Quarante-deux ans après, la Commission ontarienne des droits de la personne (CODP) reste préoccupée par le fait que le recours actuel au placement en isolement, aussi appelé « isolement cellulaire », contrevient aux droits dont les détenus bénéficient en vertu du Code des droits de la personne de l’Ontario.

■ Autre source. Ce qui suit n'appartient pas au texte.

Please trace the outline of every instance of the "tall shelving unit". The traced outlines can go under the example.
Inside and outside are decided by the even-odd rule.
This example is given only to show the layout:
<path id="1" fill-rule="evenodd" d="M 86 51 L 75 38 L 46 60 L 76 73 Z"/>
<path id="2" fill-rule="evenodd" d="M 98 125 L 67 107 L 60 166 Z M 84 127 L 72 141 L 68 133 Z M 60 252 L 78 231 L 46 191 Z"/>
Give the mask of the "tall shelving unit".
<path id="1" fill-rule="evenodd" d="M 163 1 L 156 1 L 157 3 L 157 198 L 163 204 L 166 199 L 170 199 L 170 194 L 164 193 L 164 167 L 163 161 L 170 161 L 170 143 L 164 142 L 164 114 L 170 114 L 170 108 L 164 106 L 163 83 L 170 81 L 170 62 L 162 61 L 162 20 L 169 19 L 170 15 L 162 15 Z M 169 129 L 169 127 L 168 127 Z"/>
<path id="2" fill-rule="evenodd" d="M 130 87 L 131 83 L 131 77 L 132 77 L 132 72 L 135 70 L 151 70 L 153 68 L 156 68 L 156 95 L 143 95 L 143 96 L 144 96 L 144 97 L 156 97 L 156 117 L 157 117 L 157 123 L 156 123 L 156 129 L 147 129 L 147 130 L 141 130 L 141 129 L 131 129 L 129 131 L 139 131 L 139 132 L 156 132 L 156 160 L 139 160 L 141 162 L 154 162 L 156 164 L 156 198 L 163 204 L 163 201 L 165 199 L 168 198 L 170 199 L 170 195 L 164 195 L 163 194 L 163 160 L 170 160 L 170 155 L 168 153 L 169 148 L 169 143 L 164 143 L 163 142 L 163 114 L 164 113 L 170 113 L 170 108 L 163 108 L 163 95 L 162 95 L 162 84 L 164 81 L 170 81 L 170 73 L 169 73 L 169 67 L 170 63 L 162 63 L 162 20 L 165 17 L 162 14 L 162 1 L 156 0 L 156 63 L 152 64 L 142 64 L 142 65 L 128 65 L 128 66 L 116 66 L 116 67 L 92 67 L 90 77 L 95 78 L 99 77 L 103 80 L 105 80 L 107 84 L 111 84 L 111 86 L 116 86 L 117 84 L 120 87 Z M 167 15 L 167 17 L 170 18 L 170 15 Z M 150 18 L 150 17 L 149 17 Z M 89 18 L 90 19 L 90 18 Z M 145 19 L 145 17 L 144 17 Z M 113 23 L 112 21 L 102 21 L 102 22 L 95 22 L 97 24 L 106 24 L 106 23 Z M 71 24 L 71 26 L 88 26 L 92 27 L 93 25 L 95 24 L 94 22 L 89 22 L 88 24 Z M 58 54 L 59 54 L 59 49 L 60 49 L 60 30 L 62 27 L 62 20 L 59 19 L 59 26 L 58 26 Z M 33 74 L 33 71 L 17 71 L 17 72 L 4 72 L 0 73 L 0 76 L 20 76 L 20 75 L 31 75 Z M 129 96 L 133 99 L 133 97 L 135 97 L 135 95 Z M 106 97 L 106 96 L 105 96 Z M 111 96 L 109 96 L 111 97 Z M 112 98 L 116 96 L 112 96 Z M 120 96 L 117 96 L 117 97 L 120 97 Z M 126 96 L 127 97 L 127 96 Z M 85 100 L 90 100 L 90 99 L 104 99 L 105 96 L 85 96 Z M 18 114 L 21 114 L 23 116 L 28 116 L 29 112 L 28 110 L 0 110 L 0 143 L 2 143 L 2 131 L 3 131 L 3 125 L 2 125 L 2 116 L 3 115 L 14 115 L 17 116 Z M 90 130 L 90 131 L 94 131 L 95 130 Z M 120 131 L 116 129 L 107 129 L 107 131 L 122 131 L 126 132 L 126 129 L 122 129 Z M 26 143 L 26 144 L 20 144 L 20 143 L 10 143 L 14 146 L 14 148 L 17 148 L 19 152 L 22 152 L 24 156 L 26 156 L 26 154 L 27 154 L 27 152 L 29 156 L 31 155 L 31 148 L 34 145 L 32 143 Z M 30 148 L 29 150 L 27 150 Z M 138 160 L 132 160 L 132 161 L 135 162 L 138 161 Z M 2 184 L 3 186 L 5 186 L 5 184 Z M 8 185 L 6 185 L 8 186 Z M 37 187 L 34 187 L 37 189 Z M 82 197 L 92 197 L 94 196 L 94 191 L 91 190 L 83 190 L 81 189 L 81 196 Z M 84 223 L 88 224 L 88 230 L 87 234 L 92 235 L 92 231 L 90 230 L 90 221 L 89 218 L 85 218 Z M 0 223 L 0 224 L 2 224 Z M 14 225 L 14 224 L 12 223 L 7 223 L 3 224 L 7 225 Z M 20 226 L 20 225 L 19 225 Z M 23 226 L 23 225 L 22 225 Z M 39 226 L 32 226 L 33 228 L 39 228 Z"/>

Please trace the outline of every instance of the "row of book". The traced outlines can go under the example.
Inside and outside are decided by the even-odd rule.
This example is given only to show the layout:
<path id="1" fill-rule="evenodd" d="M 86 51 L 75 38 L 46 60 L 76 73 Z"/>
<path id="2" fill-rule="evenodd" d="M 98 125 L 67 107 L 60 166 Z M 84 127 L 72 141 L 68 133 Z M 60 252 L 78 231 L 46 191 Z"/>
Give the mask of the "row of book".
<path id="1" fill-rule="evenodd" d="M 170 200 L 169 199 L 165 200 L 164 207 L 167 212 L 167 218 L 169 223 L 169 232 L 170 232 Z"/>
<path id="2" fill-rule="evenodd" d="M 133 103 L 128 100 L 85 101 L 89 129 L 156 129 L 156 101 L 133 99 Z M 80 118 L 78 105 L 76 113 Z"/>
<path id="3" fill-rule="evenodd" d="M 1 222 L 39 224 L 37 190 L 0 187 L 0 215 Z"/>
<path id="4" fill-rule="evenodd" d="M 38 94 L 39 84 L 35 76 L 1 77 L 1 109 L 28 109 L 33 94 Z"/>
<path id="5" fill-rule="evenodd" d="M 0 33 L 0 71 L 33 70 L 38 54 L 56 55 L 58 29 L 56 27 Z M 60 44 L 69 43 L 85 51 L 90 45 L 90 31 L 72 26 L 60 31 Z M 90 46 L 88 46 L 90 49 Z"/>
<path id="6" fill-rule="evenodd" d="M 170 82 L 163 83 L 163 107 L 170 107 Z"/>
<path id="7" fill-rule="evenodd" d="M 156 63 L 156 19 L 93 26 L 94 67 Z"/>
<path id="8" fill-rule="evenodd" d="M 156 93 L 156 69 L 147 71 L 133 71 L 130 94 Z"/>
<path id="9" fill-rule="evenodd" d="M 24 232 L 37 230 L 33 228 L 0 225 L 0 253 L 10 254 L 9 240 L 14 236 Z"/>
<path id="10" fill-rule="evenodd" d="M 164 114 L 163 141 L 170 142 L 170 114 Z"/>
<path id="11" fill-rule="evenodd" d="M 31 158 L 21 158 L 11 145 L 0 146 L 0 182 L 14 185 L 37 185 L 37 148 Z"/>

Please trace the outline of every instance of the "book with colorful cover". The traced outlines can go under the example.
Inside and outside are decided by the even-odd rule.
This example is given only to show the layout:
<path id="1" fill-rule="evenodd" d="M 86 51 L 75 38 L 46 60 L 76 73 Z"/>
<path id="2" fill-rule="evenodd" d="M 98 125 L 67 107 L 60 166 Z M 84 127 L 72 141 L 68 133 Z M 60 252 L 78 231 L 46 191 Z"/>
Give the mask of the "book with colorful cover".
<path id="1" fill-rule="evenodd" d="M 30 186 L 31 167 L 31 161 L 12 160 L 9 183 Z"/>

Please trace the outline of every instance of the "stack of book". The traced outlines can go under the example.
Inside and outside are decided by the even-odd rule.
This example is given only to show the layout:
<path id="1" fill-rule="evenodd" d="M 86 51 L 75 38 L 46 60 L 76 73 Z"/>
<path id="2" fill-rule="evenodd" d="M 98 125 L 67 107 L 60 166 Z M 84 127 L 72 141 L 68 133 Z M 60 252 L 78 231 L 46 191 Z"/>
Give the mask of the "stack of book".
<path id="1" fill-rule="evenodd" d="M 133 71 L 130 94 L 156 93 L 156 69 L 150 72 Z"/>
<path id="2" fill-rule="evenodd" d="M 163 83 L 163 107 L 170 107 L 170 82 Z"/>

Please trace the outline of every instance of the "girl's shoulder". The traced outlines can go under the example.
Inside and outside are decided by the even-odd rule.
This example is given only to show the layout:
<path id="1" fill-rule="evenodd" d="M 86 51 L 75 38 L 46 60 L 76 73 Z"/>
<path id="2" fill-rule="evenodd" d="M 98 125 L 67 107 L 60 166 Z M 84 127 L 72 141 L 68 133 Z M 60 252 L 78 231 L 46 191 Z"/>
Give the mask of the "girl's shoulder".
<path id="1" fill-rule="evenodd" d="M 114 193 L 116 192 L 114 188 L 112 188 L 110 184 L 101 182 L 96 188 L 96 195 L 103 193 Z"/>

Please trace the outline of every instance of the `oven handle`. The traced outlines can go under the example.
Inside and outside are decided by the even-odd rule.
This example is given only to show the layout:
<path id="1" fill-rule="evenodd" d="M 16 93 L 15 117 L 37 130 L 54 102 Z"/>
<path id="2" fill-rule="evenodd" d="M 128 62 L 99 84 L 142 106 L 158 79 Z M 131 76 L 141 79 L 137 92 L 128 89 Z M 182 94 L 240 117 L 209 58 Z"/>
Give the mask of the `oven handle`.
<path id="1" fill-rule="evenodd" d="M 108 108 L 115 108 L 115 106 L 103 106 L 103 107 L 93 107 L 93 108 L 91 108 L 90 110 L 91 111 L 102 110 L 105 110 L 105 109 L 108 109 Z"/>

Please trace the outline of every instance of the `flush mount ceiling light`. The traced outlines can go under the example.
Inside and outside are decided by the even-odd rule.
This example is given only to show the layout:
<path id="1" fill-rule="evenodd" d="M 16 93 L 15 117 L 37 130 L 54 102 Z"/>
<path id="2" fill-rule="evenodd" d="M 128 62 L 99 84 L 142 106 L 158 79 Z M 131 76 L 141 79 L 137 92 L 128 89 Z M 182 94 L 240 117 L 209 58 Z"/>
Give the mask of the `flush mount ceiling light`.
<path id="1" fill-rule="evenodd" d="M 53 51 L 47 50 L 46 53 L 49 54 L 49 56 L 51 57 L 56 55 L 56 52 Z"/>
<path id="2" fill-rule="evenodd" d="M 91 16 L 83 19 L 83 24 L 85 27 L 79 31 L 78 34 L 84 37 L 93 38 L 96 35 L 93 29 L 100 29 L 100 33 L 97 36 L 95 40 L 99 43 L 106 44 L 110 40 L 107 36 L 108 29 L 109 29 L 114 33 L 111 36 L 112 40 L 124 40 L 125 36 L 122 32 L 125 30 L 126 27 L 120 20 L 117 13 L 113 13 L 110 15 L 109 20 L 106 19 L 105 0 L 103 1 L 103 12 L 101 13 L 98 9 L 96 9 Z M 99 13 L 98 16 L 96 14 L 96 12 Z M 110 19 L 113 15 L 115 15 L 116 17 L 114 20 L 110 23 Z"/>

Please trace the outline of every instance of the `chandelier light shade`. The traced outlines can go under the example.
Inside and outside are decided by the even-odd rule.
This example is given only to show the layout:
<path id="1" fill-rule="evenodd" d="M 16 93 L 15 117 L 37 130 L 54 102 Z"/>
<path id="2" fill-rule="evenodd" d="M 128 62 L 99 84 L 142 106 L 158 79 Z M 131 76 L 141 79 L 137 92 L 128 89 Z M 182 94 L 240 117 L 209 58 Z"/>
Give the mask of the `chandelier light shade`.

Certains groupes protégés par le Code, comme les prisonniers noirs et autochtones, les détenus ayant des troubles mentaux et les femmes, sont placés en isolement de façon disproportionnée et le placement en isolement a sur eux des effets particulièrement préjudiciables.

La CODP a appelé le ministère de la Sécurité communautaire et des Services correctionnels (MSCSC) de l’Ontario à mettre fin à cette pratique et, d’ici là, à mettre en œuvre des mesures provisoires, comme des délais stricts et un contrôle externe, pour réduire les torts causés aux prisonniers vulnérables.

Afin d’éclairer davantage le travail de la CODP sur ces questions, j’ai récemment visité le Centre de détention d’Ottawa-Carleton, la prison de Brockville et le Centre correctionnel et de traitement de la vallée du Saint-Laurent (SLVCTC), dont j’ai eu l’occasion de rencontrer la haute direction. J’ai beaucoup appris de ces visites.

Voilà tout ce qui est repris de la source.